MasonTigers at SemEval-2024 Task 1: An Ensemble Approach for Semantic Textual Relatedness
Dhiman Goswami, Sadiya Sayara Chowdhury Puspo, Md Nishat Raihan, Al Nahian Bin Emran, Amrita Ganguly, Marcos Zampieri
TL;DR
This work tackles semantic textual relatedness across 14 languages in SemEval-2024 Task 1 by building an ensemble framework that fuses statistical embeddings (TF-IDF, PPMI), language-specific BERT models, and sentence transformers. Predictions are calibrated with regression heads (ElasticNet and Linear Regression) and combined through development-guided weighting, achieving improvements over individual models across supervised, unsupervised, and cross-lingual tracks.

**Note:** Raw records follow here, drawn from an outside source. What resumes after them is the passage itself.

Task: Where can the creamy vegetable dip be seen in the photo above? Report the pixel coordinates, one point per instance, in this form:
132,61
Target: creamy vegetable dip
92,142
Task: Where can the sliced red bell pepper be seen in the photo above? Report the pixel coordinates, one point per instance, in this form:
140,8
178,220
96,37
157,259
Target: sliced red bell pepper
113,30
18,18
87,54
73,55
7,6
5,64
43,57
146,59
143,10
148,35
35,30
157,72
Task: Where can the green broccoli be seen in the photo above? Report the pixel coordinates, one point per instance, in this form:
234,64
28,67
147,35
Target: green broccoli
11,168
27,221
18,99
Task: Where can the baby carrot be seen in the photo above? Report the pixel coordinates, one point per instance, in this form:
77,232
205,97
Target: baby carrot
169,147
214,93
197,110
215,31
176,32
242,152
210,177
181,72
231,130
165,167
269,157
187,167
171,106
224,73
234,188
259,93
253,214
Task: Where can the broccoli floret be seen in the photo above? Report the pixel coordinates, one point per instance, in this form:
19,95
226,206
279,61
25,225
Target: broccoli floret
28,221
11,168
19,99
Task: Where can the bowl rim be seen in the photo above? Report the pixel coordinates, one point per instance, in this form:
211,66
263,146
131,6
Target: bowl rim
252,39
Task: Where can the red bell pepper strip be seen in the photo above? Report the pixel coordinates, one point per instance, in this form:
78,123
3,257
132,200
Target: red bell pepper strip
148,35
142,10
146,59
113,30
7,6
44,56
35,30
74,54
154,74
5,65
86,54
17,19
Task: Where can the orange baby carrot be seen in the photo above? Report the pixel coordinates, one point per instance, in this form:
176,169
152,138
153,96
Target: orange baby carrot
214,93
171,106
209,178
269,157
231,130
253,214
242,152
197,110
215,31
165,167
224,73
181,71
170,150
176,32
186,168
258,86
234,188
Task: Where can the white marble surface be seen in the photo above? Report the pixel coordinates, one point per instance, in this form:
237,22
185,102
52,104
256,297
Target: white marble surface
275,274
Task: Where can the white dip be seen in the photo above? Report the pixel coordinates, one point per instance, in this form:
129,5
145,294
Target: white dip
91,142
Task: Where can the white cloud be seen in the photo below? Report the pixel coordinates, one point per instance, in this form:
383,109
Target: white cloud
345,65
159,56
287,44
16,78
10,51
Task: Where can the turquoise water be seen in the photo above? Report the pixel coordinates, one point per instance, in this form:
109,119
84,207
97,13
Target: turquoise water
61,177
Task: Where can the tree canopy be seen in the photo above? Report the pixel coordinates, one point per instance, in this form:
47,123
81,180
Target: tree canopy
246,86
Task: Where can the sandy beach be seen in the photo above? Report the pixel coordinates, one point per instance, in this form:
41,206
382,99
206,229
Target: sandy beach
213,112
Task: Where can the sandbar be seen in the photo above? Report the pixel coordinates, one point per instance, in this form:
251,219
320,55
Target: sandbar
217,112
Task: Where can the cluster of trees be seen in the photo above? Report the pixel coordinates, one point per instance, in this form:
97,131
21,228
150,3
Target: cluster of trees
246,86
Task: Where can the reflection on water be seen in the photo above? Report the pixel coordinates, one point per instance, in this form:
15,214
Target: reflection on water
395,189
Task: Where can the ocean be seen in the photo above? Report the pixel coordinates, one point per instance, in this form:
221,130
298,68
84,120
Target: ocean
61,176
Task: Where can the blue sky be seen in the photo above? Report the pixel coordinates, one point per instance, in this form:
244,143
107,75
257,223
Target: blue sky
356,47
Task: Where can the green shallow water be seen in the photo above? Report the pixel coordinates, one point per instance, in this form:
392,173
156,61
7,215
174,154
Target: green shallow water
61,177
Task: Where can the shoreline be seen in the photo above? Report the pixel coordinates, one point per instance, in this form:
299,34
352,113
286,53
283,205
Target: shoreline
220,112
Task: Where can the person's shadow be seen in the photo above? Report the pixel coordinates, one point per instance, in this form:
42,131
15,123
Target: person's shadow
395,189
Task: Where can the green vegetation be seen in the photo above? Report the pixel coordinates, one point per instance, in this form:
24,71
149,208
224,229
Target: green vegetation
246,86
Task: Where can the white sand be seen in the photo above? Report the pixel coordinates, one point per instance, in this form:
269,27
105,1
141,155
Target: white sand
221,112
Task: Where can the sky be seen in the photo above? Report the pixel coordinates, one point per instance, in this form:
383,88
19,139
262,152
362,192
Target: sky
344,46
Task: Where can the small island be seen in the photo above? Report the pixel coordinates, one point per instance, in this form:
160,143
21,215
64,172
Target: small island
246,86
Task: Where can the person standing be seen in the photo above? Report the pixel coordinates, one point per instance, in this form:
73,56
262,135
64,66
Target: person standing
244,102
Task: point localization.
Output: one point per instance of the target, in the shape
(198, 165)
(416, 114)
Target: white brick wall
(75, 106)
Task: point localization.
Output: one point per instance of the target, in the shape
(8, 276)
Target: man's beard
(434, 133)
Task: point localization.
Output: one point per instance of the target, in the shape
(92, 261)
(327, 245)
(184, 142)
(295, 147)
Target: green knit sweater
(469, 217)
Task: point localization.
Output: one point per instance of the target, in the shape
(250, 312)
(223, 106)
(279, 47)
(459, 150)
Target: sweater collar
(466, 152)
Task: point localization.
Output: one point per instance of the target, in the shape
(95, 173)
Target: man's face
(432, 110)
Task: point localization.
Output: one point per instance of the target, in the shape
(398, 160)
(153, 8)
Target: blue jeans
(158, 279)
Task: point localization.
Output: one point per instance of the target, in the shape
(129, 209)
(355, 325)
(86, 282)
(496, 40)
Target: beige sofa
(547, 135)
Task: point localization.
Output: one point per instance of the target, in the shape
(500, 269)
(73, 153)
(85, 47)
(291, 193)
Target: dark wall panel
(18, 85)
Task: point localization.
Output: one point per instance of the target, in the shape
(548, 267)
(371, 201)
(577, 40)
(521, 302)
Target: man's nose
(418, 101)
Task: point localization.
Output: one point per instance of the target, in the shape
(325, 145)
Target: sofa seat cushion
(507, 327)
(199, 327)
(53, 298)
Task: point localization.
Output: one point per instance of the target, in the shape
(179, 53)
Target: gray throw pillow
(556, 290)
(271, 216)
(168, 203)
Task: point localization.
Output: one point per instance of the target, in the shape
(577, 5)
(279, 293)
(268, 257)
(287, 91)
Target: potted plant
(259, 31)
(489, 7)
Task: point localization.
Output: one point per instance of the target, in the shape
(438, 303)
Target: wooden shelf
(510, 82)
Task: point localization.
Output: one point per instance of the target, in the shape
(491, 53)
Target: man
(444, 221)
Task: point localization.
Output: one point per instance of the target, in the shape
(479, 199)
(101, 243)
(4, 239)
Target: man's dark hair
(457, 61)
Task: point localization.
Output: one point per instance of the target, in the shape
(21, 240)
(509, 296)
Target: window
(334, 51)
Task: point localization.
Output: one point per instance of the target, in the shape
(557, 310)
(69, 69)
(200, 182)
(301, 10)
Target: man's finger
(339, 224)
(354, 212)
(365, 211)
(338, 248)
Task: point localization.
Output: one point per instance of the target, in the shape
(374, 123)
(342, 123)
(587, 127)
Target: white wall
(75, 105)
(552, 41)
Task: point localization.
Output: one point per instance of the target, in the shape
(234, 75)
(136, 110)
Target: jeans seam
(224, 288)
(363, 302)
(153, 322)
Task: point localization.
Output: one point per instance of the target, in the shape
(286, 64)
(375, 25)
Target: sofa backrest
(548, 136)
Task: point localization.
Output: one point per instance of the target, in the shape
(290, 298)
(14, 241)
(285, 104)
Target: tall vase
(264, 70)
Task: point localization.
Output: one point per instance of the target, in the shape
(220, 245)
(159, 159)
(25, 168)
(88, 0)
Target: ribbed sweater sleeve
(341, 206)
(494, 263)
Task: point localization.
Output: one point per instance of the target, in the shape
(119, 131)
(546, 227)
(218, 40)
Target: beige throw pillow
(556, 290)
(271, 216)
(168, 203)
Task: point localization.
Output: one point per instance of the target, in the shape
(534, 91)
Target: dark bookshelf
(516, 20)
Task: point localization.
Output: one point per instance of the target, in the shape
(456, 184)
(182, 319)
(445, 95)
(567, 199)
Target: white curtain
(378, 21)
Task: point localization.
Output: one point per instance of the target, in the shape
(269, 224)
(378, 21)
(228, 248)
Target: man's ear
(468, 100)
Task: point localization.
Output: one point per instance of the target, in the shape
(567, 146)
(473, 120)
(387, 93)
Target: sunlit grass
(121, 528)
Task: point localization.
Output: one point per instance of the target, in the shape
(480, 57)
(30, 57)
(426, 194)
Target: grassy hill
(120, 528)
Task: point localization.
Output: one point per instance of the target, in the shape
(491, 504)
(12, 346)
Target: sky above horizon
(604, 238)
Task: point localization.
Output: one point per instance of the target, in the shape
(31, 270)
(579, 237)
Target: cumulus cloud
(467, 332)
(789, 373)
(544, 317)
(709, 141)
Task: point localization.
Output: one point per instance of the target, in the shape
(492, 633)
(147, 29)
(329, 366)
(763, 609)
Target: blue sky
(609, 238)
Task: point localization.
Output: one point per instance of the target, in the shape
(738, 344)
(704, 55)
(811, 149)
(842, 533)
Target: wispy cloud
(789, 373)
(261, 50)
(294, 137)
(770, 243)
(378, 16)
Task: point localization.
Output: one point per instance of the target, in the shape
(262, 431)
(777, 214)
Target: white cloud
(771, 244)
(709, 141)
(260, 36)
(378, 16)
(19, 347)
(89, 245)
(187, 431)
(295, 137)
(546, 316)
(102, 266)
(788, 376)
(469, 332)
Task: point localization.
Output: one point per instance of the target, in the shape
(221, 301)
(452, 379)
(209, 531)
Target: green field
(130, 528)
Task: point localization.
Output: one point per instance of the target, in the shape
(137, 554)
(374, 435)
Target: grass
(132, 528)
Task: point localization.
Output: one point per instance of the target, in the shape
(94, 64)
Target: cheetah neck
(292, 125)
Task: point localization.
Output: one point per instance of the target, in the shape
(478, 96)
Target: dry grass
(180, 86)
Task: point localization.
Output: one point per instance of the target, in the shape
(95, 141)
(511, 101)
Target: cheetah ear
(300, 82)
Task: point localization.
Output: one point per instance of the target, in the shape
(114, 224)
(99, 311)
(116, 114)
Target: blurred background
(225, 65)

The results reveal language-dependent strengths, with English, Kinyarwanda, and Punjabi illustrating the spectrum of performance, and underscore the value of language-adaptive representations under data constraints. Overall, the study demonstrates that ensemble approaches leveraging multilingual embeddings can enhance STR estimation in realistic, multilingual settings $\left([0,1]\right)$ with Spearman correlation as the evaluation metric $\rho$.
Abstract
This paper presents the MasonTigers entry to the SemEval-2024 Task 1 - Semantic Textual Relatedness. The task encompasses supervised (Track A), unsupervised (Track B), and cross-lingual (Track C) approaches across 14 different languages. MasonTigers stands out as one of the two teams who participated in all languages across the three tracks. Our approaches achieved rankings ranging from 11th to 21st in Track A, from 1st to 8th in Track B, and from 5th to 12th in Track C. Adhering to the task-specific constraints, our best performing approaches utilize ensemble of statistical machine learning approaches combined with language-specific BERT based models and sentence transformers.